History of Rattan Figural Handbags
Purses and handbags have been around since the 16th century, as time went on bags known as reticules were very popular in France during the 18th century. With the evolution of fashion came the evolution of purses and thanks to the Victorian era purses evolved into the must have fashion accessory of today.
In the early 1950s purses became more casual and women wanted fashionable accessories. By the mid 1950s large straw shoulder totes were made popular during the summer and for vacationing on the beach. This lead to more affordable options and some even getting creative and turning woven baskets into handbags.
These often resembled small handheld picnic baskets with ribbons and decorative elements on top, like plastic or fabric fruits or flowers. This down-market trend, started by Dorset Rex of New York, never appeared on the pages of Vogue, but were well-loved by the “dance hall crowd.” Such bright, colorful straw bags remained popular well into the '60s, when whimsy became the new black.

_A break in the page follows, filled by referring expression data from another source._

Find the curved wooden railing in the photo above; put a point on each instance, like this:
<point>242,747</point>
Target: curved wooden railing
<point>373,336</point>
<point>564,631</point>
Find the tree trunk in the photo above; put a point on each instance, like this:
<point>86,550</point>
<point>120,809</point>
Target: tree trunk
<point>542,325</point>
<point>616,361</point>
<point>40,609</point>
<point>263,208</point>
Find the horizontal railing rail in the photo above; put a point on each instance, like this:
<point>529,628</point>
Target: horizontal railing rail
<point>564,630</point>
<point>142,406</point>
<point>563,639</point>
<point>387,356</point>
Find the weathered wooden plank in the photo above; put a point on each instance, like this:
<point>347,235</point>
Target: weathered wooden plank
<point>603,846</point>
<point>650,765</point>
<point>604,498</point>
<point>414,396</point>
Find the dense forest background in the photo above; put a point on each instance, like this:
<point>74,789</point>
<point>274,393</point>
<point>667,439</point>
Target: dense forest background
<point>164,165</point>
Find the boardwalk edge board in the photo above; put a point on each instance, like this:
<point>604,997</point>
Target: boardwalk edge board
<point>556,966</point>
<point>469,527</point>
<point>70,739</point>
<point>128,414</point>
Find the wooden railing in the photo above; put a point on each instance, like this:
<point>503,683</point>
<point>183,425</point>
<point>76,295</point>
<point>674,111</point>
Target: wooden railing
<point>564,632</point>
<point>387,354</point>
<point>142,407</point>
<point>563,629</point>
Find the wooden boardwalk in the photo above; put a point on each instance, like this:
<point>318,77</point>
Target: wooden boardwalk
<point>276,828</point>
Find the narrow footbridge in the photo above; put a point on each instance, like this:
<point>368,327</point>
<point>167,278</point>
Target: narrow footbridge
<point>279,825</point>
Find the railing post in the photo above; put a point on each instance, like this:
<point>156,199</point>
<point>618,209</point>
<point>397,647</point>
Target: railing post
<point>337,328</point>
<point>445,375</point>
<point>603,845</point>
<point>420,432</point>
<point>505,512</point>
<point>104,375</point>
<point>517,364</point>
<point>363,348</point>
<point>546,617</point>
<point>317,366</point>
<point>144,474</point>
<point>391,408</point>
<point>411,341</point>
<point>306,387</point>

Straw handbags made of plaited raffia, rattan, rushes, willow, cane, and dried grasses didn’t remain the domain of the plebes for long. In the mid-1950s, sophisticated straw handbags appeared in southern France. Eaton Bag Company issued elegant raffia baskets, as well as trunks made of black-lacquered straw closed with a gilded lock and key. Elizabeth Arden even created a high-fashion take on a shrimp basket, outfitted with a compass in 1956. By 1958, giant hand-woven basket bags were finally staples of high-fashion magazines. Nantucket, an American company that had been selling straw baskets since the turn of the century, began producing rattan purses, and these became status symbols for the wealthy yachting set who would sail between Nantucket Island and the Riviera. These bags were coveted for their tight weaves, tops and bottoms made of hardwoods like walnut, hand-carved bone ornaments and fasteners, and leather hinges closures wrapped in rattan. Coach, meanwhile, made the straw purse classy and affordable for office workers, adding durable leather trim and handles. In the 1990s, the decade of the designer handbag, fashion houses once again turned to straw. Karl Lagerfield created purses woven from synthetic straw with Plexiglas handles, while British designer Sonia Rykiel put out a line of little bags made of real straw. Dolce & Gabbana made straw beach bags to go with their straw bikinis, Eric Beamon produced raffia-covered bags, and Lacroix issued wicker bags to match its suits with raffia fringe. Jean-Paul Gaultier even showed a straw bucket bag with real leather handles in 1992. By 1994, straw bags were veering toward the silly again. Kate Spade explained that her burlap Hula bag for Todd Oldham, fringed with raffia, was meant to be “something Mary Ann from ‘Gilligan’s Island’ would have worn.” Models like Christy Turlington and Estelle Hallyday carried Jamin Puech’s Papou bag, which featured crocheted raffia and a grass-skirt-style fringe. Bottega Veneta took inspiration from a fisherman’s creel for its straw bag with leather trim, while Lulu Guinness created gorgeous straw bucket bags adorned with shells and starfish.